2. Yes, I would resolve positively if I'm logistically unable to complete the trip but could in theory. I'll try to actually complete the trip if I can, but if it is too expensive or if I don't have a reason to go to Palo Alto then I might resolve positively without physically calling the AV.

Hope this helps!

predicted NO

@CarsonGale Thanks! I'm not sure about #1. If there's a backup human monitoring carefully and ready to take over at a moment's notice then that's a fairly far cry from an autonomous vehicle. Unless in practice the human never does take over. But you won't know that from one sample ride.

So the presence of a backup human means it's not very strong evidence that the car is autonomous, even if the human doesn't happen to intervene on a particular trip.

predicted NO

@dreev I agree that it's theoretically possible that I am able to ride in a self-driving car that just happens to work in my ride but isn't truly autonomous in practice.
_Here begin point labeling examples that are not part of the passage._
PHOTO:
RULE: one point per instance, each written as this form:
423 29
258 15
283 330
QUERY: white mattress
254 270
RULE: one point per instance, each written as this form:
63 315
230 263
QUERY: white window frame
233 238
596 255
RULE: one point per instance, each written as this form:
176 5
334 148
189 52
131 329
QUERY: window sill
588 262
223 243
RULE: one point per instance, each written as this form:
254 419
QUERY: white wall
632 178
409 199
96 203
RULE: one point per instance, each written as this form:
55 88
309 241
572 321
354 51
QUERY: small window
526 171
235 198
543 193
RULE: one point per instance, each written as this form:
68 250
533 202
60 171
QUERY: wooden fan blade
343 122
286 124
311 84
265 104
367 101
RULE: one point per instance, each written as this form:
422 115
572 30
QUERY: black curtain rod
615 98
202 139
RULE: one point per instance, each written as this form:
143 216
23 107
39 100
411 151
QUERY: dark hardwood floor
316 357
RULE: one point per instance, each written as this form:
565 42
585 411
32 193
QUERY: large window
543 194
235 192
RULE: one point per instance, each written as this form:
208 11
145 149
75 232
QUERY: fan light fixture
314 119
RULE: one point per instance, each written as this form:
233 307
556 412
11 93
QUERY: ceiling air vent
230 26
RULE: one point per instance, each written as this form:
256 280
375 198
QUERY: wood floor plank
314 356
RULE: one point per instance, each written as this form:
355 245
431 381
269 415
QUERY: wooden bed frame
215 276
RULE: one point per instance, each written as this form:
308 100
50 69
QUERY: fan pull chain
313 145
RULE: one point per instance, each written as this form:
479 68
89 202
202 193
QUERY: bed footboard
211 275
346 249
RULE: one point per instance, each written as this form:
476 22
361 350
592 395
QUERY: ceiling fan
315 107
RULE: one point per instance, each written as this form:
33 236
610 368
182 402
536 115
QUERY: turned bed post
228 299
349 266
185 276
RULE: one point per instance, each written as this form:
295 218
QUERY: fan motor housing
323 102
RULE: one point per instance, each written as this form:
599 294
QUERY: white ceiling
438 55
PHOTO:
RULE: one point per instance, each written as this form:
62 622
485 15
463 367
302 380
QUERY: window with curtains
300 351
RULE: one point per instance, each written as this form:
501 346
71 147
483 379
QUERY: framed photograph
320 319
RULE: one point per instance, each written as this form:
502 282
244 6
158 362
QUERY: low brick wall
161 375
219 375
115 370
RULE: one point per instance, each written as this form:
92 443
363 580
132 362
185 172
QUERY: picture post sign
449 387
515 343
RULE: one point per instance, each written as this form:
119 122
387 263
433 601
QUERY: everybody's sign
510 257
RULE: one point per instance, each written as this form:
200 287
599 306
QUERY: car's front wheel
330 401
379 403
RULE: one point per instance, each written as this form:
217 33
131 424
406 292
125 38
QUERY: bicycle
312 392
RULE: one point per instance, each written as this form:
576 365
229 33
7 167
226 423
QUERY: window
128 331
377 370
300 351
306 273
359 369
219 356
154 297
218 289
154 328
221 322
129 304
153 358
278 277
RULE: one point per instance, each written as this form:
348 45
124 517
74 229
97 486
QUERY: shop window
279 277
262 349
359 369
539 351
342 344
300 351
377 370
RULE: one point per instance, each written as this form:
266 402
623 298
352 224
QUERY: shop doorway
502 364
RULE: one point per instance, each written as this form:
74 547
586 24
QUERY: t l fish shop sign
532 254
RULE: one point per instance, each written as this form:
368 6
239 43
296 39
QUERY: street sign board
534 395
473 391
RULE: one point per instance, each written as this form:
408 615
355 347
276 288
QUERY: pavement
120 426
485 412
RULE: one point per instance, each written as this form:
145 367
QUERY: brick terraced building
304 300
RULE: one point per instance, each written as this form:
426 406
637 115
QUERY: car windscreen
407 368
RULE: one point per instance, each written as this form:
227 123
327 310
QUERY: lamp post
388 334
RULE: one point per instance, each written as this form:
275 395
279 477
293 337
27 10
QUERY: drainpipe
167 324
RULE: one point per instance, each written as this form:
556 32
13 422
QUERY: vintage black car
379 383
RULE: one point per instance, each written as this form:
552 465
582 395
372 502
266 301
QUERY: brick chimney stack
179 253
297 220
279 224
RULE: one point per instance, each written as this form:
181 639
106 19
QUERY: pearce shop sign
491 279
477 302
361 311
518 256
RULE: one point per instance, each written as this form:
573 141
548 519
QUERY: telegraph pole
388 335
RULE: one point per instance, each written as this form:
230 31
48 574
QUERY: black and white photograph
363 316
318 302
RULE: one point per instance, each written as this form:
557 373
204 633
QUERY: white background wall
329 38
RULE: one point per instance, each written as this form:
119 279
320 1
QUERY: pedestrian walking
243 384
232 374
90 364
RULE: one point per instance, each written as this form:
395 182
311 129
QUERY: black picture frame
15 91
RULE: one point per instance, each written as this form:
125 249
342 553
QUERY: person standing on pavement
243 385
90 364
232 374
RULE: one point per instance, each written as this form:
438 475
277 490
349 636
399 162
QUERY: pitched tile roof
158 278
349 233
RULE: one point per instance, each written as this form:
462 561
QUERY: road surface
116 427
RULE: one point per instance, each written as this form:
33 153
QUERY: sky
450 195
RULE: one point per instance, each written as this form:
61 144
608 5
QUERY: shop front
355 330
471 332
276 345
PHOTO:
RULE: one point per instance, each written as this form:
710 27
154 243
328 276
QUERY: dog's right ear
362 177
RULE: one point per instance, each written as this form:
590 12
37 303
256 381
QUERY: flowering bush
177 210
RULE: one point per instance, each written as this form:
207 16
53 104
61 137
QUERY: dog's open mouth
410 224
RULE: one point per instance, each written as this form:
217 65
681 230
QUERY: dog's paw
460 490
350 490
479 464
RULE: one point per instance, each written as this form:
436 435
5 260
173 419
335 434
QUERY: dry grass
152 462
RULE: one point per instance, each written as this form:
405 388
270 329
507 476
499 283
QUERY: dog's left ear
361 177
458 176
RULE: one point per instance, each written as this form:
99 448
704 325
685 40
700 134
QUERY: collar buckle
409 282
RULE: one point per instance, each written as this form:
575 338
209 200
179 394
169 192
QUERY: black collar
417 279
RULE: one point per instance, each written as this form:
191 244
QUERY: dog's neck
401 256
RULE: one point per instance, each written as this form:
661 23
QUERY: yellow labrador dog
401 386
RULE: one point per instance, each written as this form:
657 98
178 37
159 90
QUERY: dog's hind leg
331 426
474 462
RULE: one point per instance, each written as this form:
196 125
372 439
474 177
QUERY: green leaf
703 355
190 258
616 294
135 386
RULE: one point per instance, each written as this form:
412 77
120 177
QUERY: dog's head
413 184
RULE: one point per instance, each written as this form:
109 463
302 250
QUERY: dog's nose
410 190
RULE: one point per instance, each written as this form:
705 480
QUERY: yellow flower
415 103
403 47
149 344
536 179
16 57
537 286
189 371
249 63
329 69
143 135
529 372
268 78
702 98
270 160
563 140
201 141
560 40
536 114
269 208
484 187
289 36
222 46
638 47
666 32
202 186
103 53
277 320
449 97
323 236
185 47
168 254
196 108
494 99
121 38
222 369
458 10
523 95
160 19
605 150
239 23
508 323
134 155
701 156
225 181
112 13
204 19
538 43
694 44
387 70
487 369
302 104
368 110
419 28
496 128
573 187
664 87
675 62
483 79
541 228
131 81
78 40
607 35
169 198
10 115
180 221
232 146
But (i) seems super unlikely that I specifically will be included in such a situation, given I have never before been used as a subject for driverless test trials, and (ii) such a situation still seems like it would satisfy the wording of the original market - i.e., it seems odd to be driven autonomously w/o driver interference on the designated route and NOT resolve yes.

Thoughts?

predicted NO

@CarsonGale Yeah, I'd say it's not likely enough to worry about much and it's ok to just give a verdict on the hypothetical just in case. Sounds like that verdict is: backup human allowed as long they don't take control on your sample trip. (And that you believe they take control so infrequently that a backup human wouldn't be strictly necessary? Or at least have no reason to believe otherwise?)

predicted NO

@dreev Yes that seems right. If I have reason to think that a successful ride is an anomaly I reserve rights to resolve as I deem fit, but seems extremely likely that if I am successful in my ride I will resolve positively.